Developing a Consensus-Based Core Set of Outcome Measures for Ulnar Nerve Surgery: A Delphi Study With Focus on the Supercharged End-to-Side Anterior Interosseous Nerve to Ulnar Nerve Transfer
Issued Date
2025-09-01
Resource Type
eISSN
25895141
Scopus ID
2-s2.0-105011260496
Journal Title
Journal of Hand Surgery Global Online
Volume
7
Issue
5
Rights Holder(s)
SCOPUS
Bibliographic Citation
Journal of Hand Surgery Global Online Vol.7 No.5 (2025)
Suggested Citation
Jiravichitchai T., MacDermid J., Farzad M., Parikh P., Pripotnev S. Developing a Consensus-Based Core Set of Outcome Measures for Ulnar Nerve Surgery: A Delphi Study With Focus on the Supercharged End-to-Side Anterior Interosseous Nerve to Ulnar Nerve Transfer.
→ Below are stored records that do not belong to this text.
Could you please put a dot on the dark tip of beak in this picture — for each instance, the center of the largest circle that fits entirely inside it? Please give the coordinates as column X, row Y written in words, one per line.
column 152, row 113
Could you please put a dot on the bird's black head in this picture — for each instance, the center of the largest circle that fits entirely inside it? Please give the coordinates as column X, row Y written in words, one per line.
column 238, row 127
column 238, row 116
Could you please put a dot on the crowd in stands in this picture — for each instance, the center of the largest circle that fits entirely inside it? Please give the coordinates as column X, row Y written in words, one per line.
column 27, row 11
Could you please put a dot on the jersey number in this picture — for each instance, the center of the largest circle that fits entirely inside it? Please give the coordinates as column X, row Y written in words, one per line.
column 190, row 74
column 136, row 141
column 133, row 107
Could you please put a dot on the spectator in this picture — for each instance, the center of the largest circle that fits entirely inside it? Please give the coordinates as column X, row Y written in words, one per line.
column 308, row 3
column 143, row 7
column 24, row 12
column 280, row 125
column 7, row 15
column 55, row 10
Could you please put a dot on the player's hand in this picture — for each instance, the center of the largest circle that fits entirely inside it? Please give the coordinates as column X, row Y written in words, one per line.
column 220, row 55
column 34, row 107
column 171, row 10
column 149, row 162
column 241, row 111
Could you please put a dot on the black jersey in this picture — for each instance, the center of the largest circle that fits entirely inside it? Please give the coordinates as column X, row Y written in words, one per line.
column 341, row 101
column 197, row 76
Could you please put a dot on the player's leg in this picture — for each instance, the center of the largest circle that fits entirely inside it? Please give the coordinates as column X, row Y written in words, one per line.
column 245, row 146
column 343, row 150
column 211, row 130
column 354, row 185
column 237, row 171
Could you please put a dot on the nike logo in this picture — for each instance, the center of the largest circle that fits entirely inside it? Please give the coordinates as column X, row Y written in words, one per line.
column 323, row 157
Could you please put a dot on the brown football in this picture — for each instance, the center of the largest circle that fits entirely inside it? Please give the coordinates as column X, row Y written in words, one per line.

Journal of Hand Surgery Global Online Vol.7 No.5 (2025). doi:10.1016/j.jhsg.2025.100788 Retrieved from: https://repository.li.mahidol.ac.th/handle/20.500.14594/111420
Title
Developing a Consensus-Based Core Set of Outcome Measures for Ulnar Nerve Surgery: A Delphi Study With Focus on the Supercharged End-to-Side Anterior Interosseous Nerve to Ulnar Nerve Transfer
Corresponding Author(s)
Other Contributor(s)
Abstract
Purpose: The supercharged end-to-side (SETS) anterior interosseous to ulnar nerve transfer is increasingly used to augment intrinsic muscle recovery in patients with severe ulnar neuropathy. However, there is a lack of standardized outcome measures to evaluate the effectiveness of this procedure. This study aimed to develop a consensus-based core set of outcome measures applicable to ulnar nerve surgery, with a specific focus on the SETS transfer. Methods: A two-round modified Delphi process was conducted involving 15 multidisciplinary experts in hand surgery and upper limb rehabilitation. The initial survey was informed by a comprehensive literature review and expert opinion. Participants ranked outcome domains and corresponding measurement tools based on their relevance in both clinical and research settings. Consensus was defined as ≥75% agreement. A second-round survey was conducted to refine the results and focus specifically on outcomes applicable to SETS procedures. Results: In Round 1, experts reached consensus on several key domains including motor function, functional ability, quality of life, pain, dexterity, and sensory evaluation. In Round 2, a refined core outcome set for SETS procedures was established. Lateral pinch strength and daily living function self-assessment were prioritized across both settings. Validated tools endorsed included the Patient-Rated Ulnar Nerve Evaluation, Short Form-12, visual analog scale, nine-hole peg test, and two-point discrimination. Conclusions: This Delphi study established a consensus-based core outcome set for evaluating surgical outcomes following ulnar nerve reconstruction, with specific application to SETS procedures. The proposed framework integrates patient-reported and clinician-rated measures and may support standardization in future research and clinical practice. Clinical relevance: The lack of standardized outcomes for ulnar nerve transfers limits cross-study comparisons and evidence synthesis. This study provides a structured outcome set to support consistent evaluation and improve decision making in patients undergoing SETS or related procedures.